All the timber and screws, etc. I had lying about so for six quid I give you....

.......the ladder allotment mark two. From bottom to top I’ve sown CCA lettuce, beetroot and spring onions and probably won’t get more than the one crop this year but in future years I should manage two crops from each trough. I'll get that hedge to feed me if it's the last thing I do.

Wednesday, 6 June 2012

first fruits

I picked a pound or so of gooseberries this afternoon...the first fruit of the year. Oh, I've had rhubarb but technically that's a vegetable so it doesn't count.

The bushes are so heavy with fruit that the branches were almost touching the ground so I picked these from the ends to lighten the load. The rest will be left to ripen properly, birds and disease willing.

It's funny how, whatever the weather, some crop always seems to perform well. For the last two years tree fruit harvests have been poor but the soft fruit have been excellent so there is always something to eat. Mind you, I'd rather bite into an apple than a gooseberry!

We also had the first peas of the year today. Only a handful of pods but almost a month earlier than last year. They were container grown in the greenhouse at first so are well ahead of the outdoor sown plants.

So many things are now almost ready that the anticipation is getting too much. Beetroot are reaching golf ball size, carrots, cabbage, turnip and broad beans are only weeks away and the first flowers have appeared on the french beans. Salad crops are being picked almost on a daily basis so all the hard work is paying off. And, as if that wasn't enough, we also have some pretty flowers

Beautiful rhododendrons and a not so beautiful compost bin.

Saturday, 2 June 2012

back to British weather

After ten days of glorious sunshine we are now back in the grip of a typical British summer. Today it's been quite chilly with a brisk easterly wind blowing so it was a case of much pottering in the greenhouse to keep warm.
The tomatoes are coming along nicely as this plant shows. I have ten plants in the greenhouse with a couple of 'tumbler' types ready to pot on and put outside when I can find some space. 

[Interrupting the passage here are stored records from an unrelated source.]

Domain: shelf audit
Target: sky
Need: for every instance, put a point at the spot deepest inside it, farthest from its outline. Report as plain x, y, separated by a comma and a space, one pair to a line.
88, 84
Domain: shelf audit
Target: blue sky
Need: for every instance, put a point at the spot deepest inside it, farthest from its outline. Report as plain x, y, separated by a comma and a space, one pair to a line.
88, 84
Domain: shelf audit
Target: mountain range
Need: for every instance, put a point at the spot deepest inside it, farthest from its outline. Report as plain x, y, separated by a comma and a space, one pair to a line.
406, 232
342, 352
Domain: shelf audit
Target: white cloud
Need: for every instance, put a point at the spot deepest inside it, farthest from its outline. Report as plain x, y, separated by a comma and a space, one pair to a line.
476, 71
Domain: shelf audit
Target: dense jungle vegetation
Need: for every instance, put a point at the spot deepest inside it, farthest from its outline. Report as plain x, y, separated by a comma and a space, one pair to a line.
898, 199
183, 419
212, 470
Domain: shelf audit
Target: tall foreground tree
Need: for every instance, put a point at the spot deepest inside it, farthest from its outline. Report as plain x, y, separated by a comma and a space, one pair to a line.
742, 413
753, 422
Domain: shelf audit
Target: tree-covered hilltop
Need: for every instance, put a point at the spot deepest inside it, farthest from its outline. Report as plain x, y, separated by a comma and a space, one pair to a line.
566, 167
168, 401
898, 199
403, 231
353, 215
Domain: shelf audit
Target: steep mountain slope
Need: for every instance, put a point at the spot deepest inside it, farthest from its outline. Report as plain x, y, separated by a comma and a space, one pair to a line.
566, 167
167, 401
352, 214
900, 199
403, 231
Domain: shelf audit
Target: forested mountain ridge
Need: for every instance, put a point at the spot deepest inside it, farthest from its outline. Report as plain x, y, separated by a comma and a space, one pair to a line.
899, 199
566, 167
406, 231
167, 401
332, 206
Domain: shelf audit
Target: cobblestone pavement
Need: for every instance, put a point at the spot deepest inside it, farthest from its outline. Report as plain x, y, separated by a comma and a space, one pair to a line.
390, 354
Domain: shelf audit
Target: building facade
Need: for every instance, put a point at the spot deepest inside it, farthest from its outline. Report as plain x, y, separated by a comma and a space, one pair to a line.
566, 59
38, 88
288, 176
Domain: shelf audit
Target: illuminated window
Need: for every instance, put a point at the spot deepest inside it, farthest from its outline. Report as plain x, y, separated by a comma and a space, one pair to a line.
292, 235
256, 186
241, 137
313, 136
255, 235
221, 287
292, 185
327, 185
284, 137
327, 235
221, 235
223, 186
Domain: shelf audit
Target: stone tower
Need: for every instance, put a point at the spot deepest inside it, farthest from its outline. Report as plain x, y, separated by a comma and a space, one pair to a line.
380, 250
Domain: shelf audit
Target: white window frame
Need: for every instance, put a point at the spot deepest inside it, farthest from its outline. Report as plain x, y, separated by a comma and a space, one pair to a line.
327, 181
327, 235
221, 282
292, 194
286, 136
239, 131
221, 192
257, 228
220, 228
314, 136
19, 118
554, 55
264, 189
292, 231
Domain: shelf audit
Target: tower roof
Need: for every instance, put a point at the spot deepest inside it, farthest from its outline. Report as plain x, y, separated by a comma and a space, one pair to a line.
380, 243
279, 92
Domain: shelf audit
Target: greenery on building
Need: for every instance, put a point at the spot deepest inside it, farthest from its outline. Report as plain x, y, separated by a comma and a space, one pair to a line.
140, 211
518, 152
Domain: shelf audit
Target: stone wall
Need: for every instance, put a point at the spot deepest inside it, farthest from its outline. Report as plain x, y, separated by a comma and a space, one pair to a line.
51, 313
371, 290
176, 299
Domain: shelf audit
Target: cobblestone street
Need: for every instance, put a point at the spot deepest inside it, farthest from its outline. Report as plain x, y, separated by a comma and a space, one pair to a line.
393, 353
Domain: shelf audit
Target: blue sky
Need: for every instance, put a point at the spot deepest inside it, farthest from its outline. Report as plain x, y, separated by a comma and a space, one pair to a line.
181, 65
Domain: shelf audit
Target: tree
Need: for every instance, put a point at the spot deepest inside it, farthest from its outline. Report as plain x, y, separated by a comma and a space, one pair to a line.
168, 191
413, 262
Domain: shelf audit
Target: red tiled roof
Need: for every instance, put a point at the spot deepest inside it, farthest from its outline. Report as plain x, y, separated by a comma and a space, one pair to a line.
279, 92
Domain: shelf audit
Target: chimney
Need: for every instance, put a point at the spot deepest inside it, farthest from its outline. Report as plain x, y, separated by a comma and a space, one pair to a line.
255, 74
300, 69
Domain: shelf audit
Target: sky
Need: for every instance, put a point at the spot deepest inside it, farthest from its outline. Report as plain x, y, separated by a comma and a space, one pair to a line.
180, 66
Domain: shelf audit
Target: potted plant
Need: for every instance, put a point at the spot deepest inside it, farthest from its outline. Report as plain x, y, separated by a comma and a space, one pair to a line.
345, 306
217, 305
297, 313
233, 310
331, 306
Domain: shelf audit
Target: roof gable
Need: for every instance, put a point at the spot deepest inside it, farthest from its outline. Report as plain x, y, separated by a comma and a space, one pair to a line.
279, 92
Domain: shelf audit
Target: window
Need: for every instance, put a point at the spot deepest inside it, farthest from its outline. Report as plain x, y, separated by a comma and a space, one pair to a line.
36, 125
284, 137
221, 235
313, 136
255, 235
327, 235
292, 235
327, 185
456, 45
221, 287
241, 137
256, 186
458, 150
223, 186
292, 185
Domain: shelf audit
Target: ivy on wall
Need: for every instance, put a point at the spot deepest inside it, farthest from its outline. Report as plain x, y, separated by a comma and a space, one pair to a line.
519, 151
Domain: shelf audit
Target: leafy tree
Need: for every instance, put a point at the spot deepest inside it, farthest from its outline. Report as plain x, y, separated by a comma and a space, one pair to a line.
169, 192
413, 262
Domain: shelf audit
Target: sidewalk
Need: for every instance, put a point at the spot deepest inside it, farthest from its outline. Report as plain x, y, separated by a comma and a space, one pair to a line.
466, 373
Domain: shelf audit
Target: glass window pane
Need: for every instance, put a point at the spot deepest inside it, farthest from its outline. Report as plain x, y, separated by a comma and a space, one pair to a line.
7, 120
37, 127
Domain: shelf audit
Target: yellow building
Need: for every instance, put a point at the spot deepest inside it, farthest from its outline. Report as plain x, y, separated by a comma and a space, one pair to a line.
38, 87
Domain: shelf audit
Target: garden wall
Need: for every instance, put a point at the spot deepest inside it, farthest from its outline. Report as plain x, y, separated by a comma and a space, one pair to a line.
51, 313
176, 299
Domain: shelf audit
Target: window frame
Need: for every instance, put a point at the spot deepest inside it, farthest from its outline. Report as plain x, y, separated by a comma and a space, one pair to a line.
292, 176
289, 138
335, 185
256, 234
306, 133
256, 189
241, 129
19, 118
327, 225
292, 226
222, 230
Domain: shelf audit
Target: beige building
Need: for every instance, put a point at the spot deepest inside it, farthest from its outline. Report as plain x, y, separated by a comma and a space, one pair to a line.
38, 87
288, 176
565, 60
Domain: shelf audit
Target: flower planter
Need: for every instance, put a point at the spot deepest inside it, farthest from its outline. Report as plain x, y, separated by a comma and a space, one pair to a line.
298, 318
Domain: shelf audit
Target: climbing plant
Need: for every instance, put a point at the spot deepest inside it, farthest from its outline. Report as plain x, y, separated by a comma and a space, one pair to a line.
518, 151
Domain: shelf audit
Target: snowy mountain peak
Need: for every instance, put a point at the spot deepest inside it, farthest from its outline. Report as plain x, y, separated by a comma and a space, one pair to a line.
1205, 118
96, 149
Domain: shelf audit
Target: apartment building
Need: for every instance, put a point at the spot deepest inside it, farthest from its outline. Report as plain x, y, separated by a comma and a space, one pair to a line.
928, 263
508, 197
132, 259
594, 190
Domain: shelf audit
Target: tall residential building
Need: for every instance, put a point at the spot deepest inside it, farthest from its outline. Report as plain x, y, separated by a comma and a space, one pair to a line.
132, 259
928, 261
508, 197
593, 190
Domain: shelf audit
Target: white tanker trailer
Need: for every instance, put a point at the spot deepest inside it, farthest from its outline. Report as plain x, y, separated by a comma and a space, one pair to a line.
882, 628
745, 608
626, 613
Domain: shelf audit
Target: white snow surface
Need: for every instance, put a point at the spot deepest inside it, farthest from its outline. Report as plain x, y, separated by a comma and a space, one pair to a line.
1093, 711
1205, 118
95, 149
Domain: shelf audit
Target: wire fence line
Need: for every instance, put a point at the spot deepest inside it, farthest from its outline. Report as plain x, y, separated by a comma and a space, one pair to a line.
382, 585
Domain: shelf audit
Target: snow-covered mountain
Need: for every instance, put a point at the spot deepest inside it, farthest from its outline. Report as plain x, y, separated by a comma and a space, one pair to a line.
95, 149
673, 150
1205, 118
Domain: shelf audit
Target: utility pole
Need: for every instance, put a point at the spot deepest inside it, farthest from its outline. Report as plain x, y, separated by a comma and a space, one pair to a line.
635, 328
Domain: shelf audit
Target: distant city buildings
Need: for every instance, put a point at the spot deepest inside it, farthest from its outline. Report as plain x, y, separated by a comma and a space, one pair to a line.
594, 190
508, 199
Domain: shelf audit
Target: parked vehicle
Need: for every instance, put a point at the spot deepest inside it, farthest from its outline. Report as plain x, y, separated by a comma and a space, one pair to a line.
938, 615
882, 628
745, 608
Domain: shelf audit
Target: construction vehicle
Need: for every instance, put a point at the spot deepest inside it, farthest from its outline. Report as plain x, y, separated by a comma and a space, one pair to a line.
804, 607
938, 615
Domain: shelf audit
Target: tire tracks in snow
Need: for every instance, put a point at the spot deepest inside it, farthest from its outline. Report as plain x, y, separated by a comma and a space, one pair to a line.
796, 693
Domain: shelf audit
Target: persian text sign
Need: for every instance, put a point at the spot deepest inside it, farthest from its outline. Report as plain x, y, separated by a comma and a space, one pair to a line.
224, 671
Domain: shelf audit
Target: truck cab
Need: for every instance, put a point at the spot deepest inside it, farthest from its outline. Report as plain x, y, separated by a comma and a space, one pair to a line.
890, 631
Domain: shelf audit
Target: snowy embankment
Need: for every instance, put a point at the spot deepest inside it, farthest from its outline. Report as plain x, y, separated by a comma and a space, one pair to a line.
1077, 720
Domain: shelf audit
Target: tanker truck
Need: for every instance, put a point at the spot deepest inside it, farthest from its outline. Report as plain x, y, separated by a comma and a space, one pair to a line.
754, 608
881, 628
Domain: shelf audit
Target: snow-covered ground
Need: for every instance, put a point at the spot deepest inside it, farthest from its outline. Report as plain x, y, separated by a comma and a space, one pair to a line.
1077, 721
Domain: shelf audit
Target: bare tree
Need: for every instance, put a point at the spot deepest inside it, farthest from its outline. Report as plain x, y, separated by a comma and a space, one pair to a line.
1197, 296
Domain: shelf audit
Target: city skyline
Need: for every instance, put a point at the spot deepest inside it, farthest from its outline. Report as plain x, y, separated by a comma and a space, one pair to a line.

As last year it looks like I'll be harvesting bumper crops of soft fruit again. Some of the gooseberry branches are so laden with fruit they're in danger of breaking and may need to be propped to keep the fruit off the soil.
Blackcurrants, raspberries and strawberries are all bearing an abundance of small fruits as well. Broad beans are absolutely laden with flowers and if they all make pods I'll have a surfeit of a veg. that no-one else in the house will eat.

Beans in general seem to be doing very well but we do need some more of that hot weather to get the pollinating insects flying. No insects means no beans.

As an experiment I've been feeding my brassicas on diluted urine and it seems to be doing them a power of good. It's also useful for newly potted plants as the nutrients in it are all in ionic form and thus instantly available to the plant. It does, however, contain salt so should not be overused.
healthy cabbages fertilized with urine
You could look at it as the ultimate in recycling and it is certainly organic although the Soil Association would not classify it as such due to its potential to contain heavy metal residues and drugs, particularly hormones. Such considerations don't bother me as I live in the country, eat very little processed food and am not taking a cocktail of medicines or supplements. I should point out that I don't produce enough urine every day to fertilize the whole garden so the plants that get this treatment get it about once a week.